But that all changed last Friday, when Citro surprised environmentalists and members of the business community by announcing that he was withdrawing the non-binding resolution and instead would support Mayor Jane Castor’s plan to transition Tampa’s assets to 100 percent clean energy by 2045.
“I am a little disappointed with that memo,” said Russell Conn, the chair of the Hillsborough County Democratic Environmental Chair. “He did not reach out to us and give us any input before he came forward, so it felt kind of rushed.”
Nicholas Glover with the Tampa Bay Chamber of Commerce said that he was “a little surprised” when he saw Citro’s letter to withdraw his resolution.
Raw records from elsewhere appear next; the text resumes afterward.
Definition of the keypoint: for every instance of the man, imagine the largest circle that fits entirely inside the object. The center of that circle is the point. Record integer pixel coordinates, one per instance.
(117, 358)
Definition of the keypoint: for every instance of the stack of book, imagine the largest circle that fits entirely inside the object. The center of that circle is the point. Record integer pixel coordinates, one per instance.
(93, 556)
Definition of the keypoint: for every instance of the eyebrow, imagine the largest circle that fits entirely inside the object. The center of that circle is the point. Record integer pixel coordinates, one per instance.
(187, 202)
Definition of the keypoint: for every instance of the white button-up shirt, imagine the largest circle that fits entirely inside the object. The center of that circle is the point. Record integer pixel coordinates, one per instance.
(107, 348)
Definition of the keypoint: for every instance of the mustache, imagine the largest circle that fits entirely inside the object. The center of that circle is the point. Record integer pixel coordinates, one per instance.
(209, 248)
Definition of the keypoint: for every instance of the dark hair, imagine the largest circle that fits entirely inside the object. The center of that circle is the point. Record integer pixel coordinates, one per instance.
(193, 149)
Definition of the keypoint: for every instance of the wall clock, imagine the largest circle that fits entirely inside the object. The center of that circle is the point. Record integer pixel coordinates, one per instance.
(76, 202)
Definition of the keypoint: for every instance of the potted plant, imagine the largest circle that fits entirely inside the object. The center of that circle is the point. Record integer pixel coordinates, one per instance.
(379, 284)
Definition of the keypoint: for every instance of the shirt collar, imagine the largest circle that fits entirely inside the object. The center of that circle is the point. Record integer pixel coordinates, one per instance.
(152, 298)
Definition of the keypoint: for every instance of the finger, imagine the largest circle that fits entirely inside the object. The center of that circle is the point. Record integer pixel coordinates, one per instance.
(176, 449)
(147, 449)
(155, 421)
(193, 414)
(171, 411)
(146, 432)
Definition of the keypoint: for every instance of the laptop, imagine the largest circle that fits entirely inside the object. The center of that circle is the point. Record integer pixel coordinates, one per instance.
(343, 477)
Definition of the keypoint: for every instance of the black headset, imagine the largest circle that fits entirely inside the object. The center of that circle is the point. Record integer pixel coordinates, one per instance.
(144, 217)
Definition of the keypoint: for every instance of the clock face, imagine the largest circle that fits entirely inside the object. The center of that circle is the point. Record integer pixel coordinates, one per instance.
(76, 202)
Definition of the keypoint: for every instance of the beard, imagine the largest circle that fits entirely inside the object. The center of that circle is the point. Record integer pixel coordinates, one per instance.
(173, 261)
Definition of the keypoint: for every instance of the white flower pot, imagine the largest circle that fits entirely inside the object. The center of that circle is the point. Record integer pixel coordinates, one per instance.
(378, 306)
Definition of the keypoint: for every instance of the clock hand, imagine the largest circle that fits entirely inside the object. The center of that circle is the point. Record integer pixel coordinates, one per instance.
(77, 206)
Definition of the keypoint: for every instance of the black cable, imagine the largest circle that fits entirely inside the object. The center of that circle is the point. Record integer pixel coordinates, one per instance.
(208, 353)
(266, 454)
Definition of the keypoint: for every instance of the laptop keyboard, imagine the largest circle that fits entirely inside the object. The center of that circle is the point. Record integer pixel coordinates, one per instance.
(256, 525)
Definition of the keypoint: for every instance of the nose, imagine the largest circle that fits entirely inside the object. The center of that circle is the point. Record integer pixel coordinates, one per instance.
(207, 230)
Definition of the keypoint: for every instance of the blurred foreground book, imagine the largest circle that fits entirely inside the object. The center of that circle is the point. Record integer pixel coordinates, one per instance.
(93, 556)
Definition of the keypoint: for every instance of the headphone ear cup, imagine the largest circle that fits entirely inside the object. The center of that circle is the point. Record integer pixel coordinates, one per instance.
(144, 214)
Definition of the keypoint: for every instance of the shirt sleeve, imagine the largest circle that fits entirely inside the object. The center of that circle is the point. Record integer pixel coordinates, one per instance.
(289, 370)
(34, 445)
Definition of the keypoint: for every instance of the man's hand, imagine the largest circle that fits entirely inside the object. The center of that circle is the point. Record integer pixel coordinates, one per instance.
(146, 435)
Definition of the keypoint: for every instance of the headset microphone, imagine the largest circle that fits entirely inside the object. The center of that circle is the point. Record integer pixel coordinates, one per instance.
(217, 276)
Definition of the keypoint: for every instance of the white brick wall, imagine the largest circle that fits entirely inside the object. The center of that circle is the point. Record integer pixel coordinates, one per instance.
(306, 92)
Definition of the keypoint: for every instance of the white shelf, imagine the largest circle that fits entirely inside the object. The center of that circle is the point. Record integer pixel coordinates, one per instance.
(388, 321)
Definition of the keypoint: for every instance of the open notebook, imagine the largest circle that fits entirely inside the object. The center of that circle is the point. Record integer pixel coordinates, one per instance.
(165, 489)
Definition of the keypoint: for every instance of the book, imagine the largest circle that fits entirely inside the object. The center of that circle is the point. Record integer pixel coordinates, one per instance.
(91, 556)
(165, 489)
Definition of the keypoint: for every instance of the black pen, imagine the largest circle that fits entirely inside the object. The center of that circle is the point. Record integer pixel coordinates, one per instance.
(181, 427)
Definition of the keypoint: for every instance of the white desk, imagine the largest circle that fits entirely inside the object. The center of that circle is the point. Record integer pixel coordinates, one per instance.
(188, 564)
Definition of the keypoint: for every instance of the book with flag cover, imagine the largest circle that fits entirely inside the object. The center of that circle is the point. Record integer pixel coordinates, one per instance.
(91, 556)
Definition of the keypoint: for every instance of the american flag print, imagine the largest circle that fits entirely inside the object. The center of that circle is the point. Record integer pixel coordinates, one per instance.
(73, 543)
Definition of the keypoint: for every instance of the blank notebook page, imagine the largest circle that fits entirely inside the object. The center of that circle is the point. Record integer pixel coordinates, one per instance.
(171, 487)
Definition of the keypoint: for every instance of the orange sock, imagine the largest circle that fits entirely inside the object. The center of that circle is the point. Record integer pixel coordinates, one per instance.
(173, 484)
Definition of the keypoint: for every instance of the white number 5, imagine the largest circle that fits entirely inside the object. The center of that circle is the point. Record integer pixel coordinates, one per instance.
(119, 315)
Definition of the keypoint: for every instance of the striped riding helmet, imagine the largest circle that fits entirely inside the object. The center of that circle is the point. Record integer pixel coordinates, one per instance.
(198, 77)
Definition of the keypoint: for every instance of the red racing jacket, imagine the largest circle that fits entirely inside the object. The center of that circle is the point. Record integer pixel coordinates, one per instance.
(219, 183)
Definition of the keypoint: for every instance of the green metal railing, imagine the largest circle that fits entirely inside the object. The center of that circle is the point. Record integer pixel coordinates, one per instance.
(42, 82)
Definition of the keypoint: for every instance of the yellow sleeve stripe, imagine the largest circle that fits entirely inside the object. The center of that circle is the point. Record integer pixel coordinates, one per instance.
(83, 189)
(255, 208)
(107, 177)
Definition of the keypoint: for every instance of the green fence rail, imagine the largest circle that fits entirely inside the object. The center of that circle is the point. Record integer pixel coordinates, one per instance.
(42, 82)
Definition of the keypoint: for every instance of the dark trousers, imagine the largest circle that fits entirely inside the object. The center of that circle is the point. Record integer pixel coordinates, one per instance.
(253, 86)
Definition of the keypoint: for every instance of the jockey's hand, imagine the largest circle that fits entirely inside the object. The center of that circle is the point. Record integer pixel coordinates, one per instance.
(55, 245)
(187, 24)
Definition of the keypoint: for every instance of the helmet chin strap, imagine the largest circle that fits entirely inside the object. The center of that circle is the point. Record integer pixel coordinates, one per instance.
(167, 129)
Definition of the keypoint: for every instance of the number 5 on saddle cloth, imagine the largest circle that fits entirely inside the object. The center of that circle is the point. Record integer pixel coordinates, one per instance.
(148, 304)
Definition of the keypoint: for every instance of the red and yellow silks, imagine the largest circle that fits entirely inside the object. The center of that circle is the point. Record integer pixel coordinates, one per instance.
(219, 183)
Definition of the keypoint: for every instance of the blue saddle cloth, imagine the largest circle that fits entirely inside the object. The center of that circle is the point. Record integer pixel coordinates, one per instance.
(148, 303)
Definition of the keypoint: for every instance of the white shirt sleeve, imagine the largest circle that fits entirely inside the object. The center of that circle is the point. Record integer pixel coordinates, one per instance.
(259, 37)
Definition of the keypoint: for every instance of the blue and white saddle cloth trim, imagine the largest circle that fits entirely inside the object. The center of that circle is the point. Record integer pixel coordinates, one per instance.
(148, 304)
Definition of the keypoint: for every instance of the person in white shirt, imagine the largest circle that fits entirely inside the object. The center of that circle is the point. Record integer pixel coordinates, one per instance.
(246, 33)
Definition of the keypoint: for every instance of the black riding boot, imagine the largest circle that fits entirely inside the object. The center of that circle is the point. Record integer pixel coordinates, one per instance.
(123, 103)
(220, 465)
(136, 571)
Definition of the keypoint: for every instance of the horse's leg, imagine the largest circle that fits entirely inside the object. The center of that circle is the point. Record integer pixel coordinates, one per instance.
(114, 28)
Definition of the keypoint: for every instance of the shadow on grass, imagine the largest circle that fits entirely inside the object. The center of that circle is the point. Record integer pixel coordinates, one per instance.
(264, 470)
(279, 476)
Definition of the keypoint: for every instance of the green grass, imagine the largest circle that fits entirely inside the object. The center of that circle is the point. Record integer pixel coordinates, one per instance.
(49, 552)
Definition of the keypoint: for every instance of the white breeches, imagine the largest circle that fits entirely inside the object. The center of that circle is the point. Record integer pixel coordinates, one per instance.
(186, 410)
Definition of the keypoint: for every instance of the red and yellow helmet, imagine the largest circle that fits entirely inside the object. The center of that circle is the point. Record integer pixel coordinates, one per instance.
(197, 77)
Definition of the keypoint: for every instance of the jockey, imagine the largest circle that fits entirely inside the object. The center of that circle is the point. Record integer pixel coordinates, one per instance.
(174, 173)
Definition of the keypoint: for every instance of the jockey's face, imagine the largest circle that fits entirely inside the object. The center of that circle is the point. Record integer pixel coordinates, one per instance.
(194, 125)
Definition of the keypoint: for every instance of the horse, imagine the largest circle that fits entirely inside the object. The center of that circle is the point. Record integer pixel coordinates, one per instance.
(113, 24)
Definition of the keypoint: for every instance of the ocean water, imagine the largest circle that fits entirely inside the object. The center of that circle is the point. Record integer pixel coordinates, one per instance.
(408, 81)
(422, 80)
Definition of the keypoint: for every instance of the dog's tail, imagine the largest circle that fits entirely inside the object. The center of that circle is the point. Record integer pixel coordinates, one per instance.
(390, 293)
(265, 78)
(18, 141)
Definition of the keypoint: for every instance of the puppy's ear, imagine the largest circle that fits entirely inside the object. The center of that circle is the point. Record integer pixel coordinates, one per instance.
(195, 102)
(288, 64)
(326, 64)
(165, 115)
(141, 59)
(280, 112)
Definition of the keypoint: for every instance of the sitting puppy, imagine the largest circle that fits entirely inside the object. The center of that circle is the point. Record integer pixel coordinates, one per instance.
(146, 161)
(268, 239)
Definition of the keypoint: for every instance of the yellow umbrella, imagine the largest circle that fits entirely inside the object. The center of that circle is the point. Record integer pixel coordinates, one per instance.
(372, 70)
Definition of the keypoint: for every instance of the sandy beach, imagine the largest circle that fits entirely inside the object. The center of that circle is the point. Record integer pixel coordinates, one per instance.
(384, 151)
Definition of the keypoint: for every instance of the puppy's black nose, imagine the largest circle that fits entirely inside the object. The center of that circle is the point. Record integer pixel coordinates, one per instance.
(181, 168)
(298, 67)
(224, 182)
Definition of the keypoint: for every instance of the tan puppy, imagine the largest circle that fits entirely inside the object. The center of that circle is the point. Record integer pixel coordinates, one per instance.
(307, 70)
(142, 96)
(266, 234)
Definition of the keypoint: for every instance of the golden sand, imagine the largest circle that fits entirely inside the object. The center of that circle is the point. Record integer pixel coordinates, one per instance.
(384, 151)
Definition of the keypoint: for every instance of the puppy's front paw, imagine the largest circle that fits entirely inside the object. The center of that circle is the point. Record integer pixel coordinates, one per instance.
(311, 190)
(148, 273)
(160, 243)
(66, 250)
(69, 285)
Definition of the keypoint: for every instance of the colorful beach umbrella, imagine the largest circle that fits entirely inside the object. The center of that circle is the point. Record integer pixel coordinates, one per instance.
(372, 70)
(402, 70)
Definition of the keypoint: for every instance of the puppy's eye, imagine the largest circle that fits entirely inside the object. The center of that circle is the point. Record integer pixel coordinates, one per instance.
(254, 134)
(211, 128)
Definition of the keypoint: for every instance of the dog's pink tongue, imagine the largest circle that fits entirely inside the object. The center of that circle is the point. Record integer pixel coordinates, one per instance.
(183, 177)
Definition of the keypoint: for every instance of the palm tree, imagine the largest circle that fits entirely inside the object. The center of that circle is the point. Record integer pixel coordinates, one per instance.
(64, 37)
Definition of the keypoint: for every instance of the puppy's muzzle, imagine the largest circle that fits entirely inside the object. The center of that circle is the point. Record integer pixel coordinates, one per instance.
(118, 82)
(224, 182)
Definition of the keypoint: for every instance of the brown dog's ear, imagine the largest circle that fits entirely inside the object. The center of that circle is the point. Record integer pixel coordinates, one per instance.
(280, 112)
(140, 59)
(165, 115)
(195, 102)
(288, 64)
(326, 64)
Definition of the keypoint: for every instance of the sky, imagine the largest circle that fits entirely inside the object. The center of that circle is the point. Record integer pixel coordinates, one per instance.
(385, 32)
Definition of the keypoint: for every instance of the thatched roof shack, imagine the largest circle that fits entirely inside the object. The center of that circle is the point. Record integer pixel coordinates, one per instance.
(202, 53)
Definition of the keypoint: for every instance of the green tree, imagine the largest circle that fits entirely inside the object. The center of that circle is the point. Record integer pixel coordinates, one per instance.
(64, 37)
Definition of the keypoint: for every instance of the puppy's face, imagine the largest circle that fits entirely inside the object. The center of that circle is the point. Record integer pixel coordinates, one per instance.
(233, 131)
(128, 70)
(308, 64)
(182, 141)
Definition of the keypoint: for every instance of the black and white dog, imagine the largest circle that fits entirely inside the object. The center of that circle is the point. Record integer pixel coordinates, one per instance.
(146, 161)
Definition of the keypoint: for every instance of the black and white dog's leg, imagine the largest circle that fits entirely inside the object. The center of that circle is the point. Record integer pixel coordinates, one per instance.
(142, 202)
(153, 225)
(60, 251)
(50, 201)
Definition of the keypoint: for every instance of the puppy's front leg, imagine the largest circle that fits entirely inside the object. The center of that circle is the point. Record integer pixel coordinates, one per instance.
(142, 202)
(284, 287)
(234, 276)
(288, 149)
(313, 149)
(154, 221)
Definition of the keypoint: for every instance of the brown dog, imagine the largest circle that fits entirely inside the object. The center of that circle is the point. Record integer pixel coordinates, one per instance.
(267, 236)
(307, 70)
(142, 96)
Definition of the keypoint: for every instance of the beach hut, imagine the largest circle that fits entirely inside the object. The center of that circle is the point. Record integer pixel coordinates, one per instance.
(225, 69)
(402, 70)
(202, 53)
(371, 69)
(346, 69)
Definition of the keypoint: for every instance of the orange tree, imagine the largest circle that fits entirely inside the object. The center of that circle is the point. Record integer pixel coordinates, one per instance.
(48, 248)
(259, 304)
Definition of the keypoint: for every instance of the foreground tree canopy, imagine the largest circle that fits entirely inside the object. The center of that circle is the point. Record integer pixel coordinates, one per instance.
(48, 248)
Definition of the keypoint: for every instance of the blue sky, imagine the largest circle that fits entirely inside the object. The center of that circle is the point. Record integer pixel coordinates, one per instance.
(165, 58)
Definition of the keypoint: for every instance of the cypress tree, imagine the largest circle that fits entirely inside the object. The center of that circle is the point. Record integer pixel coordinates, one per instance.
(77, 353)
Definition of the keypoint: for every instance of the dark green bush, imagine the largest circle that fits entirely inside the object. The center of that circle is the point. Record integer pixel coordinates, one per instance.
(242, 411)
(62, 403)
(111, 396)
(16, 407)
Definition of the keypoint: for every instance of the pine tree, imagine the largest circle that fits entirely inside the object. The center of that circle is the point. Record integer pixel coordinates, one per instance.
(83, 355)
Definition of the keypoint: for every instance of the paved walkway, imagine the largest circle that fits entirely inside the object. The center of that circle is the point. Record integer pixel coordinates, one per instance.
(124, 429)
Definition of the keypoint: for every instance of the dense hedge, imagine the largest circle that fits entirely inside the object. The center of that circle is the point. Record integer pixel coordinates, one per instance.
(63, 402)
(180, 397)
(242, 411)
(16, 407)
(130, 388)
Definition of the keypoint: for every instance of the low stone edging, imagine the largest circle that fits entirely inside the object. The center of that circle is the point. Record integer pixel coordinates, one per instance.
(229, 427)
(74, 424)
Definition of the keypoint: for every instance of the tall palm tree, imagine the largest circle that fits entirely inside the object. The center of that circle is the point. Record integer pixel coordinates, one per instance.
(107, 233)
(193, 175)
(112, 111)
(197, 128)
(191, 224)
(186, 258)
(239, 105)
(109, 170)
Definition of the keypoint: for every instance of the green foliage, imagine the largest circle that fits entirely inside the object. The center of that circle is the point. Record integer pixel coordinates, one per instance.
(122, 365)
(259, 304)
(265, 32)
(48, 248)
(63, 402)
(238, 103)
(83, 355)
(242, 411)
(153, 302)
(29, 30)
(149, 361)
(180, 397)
“I don’t know what the outcome would have been, but it would have been interesting to see that process play out and to see how closely we would have come to an agreement on some terms,” Glover said.
Brooke Errett with Florida Food and Water Watch also expressed surprise, because the Tampa Bay Climate Alliance she felt had done everything they were told that they needed to do in reaching out to various groups in the community. But her anger was directed at the oil and gas industry, who she says are pushing bills like Hutson’s all across the country.
“What we’re looking at here is a coordinated effort by big oil and gas to spread misinformation campaigns and to use bullying tactics to push cities like Tampa away from their bold climate goals,” Errett said.
Phil Compton, the senior organizing representative with Sierra Club Florida, said that Hutson’s proposed bill would not only prevent Tampa from taking any action on the climate, but would also repeal the clean energy future resolutions passed in the 11 other cities in Florida (which include St. Petersburg, Largo, Dunedin and Safety Harbor).
Hutson said that he could not say for certain right now whether his proposed legislation would repeal previously enacted clean energy ordinances. “I’d probably have to look at them, to be honest with you,” he said.
Hutson rejected the idea that his proposed legislation was being pushed by the oil and gas industry.
“I think I’m looking at the consumer standpoint of things,” he said. “When you look at the resolution in front of Tampa – I believe that’s been pulled now – but that resolution said you couldn’t have any natural gas whatsoever in Tampa.”
Errett said that Hutson’s description was not accurate, adding that the Tampa Climate Alliance’s main goal is that the city should not be investing in any new pipelines and/or power plants.
“The big deal is that we are in a climate crisis, and we need to move as quickly as possible if we are going to be able to salvage what is left of our environment.”